28 de novembro de 2024

COLUNA NORDESTINADOS A LER

POR LUCIANA BESSA

Não se pode falar em Educação, sem falar no Livro Infantil, essa importante ferramenta capaz de despertar paixões e consciências, já que ontem, 18 de abril, foi o dia reservado para comemorá-lo, visto que nessa mesma data, no ano de 1882, nascia o escritor paulista, Monteiro Lobato, pioneiro da Literatura Infantil Brasileira.

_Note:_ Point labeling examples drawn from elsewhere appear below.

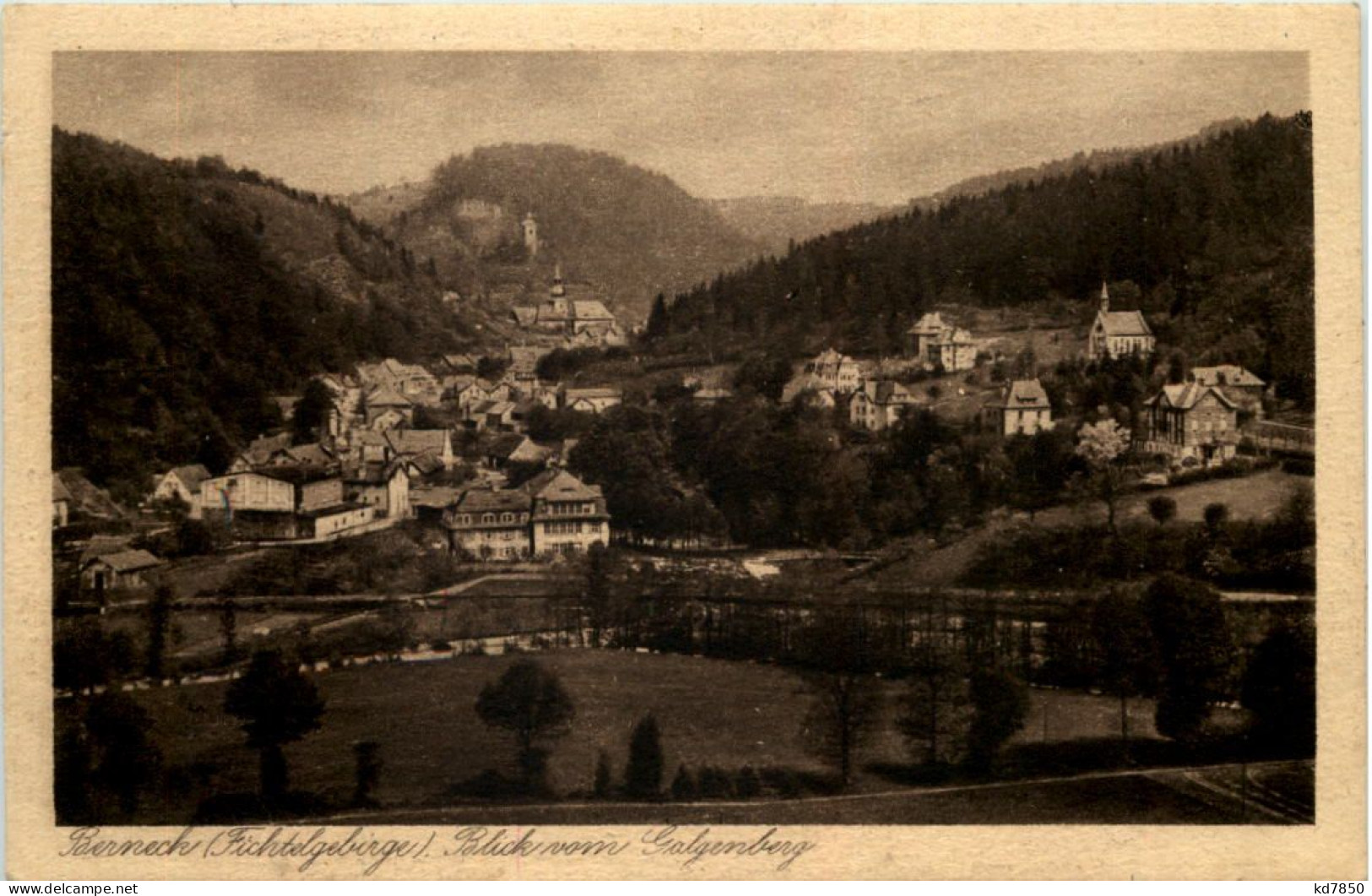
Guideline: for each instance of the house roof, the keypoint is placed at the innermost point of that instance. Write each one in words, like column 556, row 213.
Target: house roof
column 373, row 472
column 505, row 445
column 1124, row 323
column 805, row 383
column 87, row 498
column 435, row 497
column 1021, row 394
column 524, row 358
column 485, row 500
column 1185, row 395
column 127, row 560
column 191, row 475
column 593, row 391
column 419, row 441
column 559, row 485
column 590, row 311
column 1224, row 375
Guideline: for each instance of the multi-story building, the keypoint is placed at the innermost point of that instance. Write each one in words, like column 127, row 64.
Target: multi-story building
column 1119, row 334
column 1189, row 421
column 1022, row 408
column 878, row 404
column 555, row 512
column 568, row 515
column 490, row 524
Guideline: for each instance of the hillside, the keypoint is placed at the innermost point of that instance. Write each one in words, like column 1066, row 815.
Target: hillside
column 625, row 230
column 1093, row 160
column 775, row 221
column 186, row 292
column 1212, row 241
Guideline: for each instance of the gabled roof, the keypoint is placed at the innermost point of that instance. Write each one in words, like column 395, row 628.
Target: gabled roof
column 507, row 445
column 386, row 397
column 1185, row 395
column 419, row 441
column 930, row 324
column 493, row 500
column 87, row 498
column 1124, row 323
column 590, row 311
column 559, row 485
column 593, row 391
column 1224, row 375
column 1022, row 394
column 127, row 560
column 801, row 384
column 191, row 475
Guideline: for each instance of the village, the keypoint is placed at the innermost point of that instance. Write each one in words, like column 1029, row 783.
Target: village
column 548, row 485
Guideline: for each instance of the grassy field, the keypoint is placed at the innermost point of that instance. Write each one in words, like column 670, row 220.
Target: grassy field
column 717, row 713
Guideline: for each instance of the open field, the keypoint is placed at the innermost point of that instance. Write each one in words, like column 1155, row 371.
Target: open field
column 718, row 713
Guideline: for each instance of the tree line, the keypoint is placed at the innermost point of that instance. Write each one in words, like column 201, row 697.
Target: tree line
column 1217, row 239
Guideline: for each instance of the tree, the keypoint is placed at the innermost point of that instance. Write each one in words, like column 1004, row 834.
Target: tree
column 531, row 703
column 122, row 757
column 1216, row 516
column 160, row 625
column 643, row 773
column 935, row 707
column 597, row 590
column 312, row 413
column 845, row 702
column 1126, row 649
column 1279, row 691
column 999, row 709
column 658, row 318
column 1196, row 652
column 1163, row 509
column 279, row 705
column 1101, row 445
column 603, row 781
column 230, row 632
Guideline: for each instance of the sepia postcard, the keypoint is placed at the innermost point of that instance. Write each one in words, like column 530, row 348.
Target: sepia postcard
column 684, row 443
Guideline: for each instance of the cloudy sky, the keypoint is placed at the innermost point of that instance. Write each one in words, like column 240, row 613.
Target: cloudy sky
column 825, row 127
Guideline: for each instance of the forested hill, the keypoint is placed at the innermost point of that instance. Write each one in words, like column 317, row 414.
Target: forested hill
column 629, row 231
column 186, row 292
column 1217, row 237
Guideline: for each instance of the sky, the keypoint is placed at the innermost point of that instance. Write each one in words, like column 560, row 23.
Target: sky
column 827, row 127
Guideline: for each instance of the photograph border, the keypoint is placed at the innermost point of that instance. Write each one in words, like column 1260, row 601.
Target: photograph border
column 1332, row 848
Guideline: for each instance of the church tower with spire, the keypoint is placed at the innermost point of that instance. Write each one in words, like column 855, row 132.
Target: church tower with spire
column 530, row 228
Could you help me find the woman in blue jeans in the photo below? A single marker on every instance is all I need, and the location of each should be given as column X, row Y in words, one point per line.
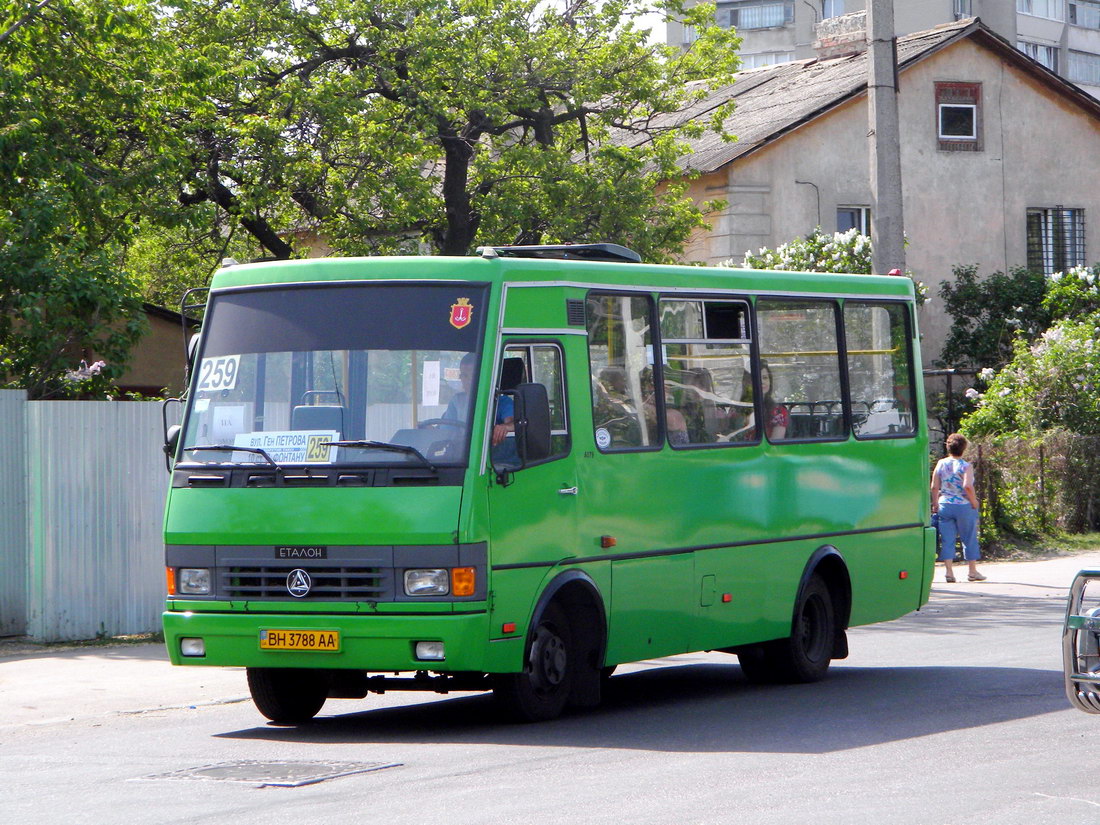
column 954, row 498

Monteiro Lobato foi o criador da boneca Emília, que na minha infância, eu desejava ser como ela. Emília é aquela que se sente desafiada pelas pedras no meio do caminho e as enfrenta.

Emília foi feita por Tia Anastácia, outra emblemática personagem lobatiana, para ser dada a Narizinho, menina que adorava comer jabuticaba do pé e inventar reinações. Em 1931, nasceria a obra Reinações de Narizinho.

Emília se tornará a melhor amiga de Narizinho, porém, é preciso dizer que Emília nasceu muda. Foi o Dr. Caramujo quem lhe deu uma “pílula falante” e a boneca começou a falar muito: “Estou com um horrível gosto de sapo na boca”.

Emília falava tanto que foi preciso pedir ao médico uma pílula mais fraquinha, mas o Dr. Caramujo explicou que isso não seria possível, pois aquilo era “fala recolhida”, que não poderia mais ficar “entalada”.

Simbolicamente, Emília representa o gênero feminino, que ao longo da História foi invisibilizado e silenciado, por uma cultura patriarcalista e machista, que afeta não só as mulheres, mas a sociedade como um todo, uma vez que contribui para os altos índices de violência, homicídio, ansiedade, depressão e medo, capaz de “esterilizar os abraços”.

Quando, hoje, escuto que “mulher fala demais”, eu recordo todos os séculos em que fomos impedidas de ler, de escrever, de trabalhar fora, de expressar nossas opiniões, de frequentar determinados espaços, casar sem amor, contrair doenças transmitidas pelos maridos… eu penso: Que bom! Lembro-me, inclusive, do fenômeno Mainsplaing, o fato de a mulher está falando e ser interrompida pelo homem, mesmo que ela seja especialista no assunto. Falar é uma forma de se colocar no mundo, de existir e de resistir às intempéries da vida.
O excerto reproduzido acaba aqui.